Once you make a decision, the universe conspires to make it happen. ~Ralph Waldo Emerson
One would think that the most daunting part of facing a new path is knowing you will face obstacles along the way. Not for me. I know there are aspects of my training that will be difficult and draining. I know I will be over my head at first, having no formal medical training besides six years of life guarding. I know I will still feel over my head in moments when “the unexpected” – the only true universal of childbirth – occurs. I know I will have to take statistics.
And that’s just fine with me. I prefer to face a challenge in the moment rather than queasily anticipate it for months.
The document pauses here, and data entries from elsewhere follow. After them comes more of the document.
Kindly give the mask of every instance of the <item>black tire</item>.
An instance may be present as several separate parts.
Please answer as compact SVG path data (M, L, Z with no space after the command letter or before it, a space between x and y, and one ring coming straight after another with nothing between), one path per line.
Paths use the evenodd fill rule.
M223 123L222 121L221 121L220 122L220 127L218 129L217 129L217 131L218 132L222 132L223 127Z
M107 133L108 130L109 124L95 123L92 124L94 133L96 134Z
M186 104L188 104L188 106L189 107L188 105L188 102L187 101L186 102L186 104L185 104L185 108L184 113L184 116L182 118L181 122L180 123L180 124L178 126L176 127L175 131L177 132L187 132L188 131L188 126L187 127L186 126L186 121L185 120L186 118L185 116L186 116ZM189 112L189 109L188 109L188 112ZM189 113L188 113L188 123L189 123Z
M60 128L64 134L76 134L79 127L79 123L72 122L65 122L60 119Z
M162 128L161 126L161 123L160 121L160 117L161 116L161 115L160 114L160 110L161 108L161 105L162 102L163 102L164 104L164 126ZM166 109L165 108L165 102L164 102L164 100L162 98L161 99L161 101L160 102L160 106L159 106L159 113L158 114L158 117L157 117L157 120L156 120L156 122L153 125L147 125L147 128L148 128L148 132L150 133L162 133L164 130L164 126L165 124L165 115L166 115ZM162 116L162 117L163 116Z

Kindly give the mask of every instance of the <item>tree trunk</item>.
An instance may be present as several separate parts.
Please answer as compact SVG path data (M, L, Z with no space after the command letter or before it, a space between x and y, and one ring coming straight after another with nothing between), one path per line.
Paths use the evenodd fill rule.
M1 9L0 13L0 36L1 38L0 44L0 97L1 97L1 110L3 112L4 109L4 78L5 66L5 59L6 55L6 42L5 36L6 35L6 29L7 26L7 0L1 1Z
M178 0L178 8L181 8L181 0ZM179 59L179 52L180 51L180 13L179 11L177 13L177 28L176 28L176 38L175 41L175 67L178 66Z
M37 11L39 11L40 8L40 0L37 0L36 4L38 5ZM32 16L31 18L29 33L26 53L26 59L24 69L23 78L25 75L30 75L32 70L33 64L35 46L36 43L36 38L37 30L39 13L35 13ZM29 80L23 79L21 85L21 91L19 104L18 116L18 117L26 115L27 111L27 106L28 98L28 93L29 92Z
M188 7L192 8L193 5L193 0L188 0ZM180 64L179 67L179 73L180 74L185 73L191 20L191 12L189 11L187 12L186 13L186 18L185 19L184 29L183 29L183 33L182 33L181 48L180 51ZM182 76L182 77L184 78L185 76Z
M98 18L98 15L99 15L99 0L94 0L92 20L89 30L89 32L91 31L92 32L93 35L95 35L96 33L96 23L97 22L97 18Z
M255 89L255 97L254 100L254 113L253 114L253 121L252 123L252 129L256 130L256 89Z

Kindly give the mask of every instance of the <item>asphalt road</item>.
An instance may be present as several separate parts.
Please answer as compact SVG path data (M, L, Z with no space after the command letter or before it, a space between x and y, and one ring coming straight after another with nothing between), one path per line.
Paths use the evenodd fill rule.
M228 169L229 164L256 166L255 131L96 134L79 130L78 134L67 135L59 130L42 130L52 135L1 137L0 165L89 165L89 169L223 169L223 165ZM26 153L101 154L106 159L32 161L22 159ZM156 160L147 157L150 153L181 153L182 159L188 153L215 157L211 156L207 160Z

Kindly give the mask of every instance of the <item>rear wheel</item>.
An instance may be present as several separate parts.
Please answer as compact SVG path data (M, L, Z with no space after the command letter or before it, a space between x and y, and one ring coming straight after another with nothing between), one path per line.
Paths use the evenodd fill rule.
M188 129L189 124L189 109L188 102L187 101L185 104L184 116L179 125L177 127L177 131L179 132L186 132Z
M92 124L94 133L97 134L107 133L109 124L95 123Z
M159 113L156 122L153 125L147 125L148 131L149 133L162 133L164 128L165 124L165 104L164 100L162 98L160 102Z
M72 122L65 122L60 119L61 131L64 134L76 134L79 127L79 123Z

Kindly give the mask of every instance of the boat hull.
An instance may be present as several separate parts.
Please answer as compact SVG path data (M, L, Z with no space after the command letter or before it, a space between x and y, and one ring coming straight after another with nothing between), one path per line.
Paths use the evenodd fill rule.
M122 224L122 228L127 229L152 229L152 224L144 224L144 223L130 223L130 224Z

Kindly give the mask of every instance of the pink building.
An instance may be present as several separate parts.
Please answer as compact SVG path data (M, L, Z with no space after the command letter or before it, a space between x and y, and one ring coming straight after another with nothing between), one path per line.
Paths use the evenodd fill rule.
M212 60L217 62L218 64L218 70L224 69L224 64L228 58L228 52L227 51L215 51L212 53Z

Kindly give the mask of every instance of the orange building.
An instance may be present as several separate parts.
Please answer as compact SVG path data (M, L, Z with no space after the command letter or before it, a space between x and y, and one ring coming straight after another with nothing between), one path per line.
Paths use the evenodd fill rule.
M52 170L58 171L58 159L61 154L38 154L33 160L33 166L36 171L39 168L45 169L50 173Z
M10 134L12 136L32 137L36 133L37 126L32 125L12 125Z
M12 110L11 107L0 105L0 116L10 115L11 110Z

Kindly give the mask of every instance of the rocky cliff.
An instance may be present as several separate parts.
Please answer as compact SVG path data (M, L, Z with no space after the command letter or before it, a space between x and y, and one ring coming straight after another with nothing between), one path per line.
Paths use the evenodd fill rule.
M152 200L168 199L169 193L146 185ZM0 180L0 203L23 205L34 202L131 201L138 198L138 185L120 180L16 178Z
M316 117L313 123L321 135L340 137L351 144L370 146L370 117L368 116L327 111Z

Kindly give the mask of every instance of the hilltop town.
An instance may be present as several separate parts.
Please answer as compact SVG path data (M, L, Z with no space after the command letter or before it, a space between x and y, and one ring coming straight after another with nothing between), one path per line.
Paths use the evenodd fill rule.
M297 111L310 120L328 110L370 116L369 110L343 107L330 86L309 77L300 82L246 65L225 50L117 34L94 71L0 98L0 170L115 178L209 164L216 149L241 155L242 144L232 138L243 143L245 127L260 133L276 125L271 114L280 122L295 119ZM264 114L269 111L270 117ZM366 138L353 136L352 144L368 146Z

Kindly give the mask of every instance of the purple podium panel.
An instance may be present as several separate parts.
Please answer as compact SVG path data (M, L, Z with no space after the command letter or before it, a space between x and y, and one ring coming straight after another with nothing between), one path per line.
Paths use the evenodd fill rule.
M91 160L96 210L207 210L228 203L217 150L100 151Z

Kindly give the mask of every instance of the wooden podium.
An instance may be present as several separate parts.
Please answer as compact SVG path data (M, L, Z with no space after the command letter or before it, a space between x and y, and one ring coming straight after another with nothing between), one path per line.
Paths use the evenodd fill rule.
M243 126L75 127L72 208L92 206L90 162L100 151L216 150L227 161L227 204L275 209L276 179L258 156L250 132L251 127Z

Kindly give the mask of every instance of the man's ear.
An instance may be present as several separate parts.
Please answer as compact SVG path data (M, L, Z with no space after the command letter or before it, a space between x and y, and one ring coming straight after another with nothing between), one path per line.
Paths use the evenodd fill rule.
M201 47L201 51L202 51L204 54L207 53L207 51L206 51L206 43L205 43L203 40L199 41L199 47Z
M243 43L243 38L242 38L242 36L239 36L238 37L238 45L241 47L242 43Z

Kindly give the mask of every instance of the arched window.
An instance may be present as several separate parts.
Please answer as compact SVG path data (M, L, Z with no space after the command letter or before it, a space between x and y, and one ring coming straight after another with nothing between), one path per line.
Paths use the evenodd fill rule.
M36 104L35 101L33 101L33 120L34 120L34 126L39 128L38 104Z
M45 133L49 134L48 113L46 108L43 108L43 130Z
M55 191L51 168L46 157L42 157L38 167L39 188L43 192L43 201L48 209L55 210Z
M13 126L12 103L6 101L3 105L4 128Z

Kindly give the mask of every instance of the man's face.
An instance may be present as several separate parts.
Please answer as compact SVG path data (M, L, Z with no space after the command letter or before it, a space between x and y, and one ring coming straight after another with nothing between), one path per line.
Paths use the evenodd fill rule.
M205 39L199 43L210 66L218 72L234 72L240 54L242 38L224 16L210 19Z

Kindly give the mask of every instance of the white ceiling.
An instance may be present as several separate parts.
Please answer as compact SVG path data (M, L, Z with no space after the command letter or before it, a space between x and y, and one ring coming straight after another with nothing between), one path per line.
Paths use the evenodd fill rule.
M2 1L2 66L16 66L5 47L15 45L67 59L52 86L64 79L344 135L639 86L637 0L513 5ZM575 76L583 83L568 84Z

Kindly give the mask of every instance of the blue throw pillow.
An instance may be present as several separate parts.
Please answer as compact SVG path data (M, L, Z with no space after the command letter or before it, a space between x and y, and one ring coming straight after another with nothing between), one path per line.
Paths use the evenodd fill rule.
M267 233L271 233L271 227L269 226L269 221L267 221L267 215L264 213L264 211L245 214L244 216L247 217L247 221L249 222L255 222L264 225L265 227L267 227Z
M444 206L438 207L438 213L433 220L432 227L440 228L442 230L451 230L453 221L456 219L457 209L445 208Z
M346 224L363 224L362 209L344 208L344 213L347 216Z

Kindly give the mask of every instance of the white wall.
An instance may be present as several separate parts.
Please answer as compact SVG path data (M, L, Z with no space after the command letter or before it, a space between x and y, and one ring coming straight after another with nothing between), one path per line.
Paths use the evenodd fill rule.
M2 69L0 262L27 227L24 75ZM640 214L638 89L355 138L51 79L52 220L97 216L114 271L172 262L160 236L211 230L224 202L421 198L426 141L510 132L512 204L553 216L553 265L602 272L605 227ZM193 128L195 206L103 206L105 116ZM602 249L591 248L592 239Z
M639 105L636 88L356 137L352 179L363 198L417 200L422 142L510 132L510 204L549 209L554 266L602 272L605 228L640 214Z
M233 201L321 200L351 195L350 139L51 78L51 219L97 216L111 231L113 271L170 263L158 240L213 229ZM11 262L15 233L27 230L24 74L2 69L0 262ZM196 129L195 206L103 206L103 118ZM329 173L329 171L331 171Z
What really gets my stomach somersaulting is the initial decisions of where to start. I feel like I am looking over a cliff and below me is not just one deep plunge, but a thousand crevices of varying depths and darkness. They are all connected at the bottom, to some miraculous crystal cave full of fertility fairies and sage inscriptions from midwives past, but HOW DO I GET THERE???
There are about, oh, an endless number of paths to becoming a midwife, and costs range from a few thousand dollars to upwards of $80,000. Apprenticeship. Nursing school. Distance learning combined with clinical labs. Clinical labs combined with apprenticeship. A master’s degree. A professional license. A certification, or two. Revolutionary free form underground anarchist radical service. Knocking on the door at The Farm and asking to watch.
I’m aiming for nurse-midwifery, which combines traditional nurse licensure with specialization in maternal and women’s health. Typically, it means getting a Master’s degree (read = $$$). Thanks in part to my fickle college years (I didn’t declare my anthropology major until the beginning of Junior year), I have very few of the pre-reqs for any of the more formal programs. I’m talking a bare minimum of 20 credits. I love science (chemical formulas and mitosis are sexy), and I’m excited at the prospect of learning anatomy and nutrition, so I’m actually looking forward to it…but this means finding classes that jive with my 8-to-5 work schedule (or having to quit), days of paperwork and program comparisons, and at least another $10,000 in tuition (it will appear in my savings account, miraculously, of course). There goes life as I know it. Evening workouts? Nixed. Romantic evenings with my honey? Rare. Maintaining my new and improved 7-hours-of-sleep schedule? Fuggetaboudit.
But hey, as a wise man who I happen to be in love with once said, “Ya gotta do whatcha gotta do.” He’s right – the only way I’m gonna get to the magical cave of womby wisdom is if I take the plunge. If I can find the fastest, cheapest way of doing it, bombastic! If not, well, prospects for nursing in general are great, and growing, so hopefully I won’t be swamped in debt for all eternity. Midwifery, although still controversial in the U.S., is practiced worldwide and is increasingly recognized as a low-cost, high-value alternative to modern obstetric care for low-risk women, and so the practice is growing, albeit slowly.* Most importantly, when I finally do attain enough experience to help women deliver their babies, to have my own clients, and even have my own practice, I know that every nail-biting, bank account-shaking, sleep-depriving moment will have been worth it.
For now, I’m starting with the basics. I know that taking this moment by moment is the only way I will not completely and utterly freak out. That means taking the pre-reqs I need to make all of these options viable. I may have to stop working full-time, which is a little scary considering that my San Francisco cost of living isn’t exactly modest. But it’s also elating to think that I am finally throwing myself off the cliff. Ok, maybe scaling down the side with a safety harness. But to be approaching the depth of what I LOVE and DESIRE so strongly? That’s a ride I’ll take.
*I will get more deeply into this at a later post- I promise.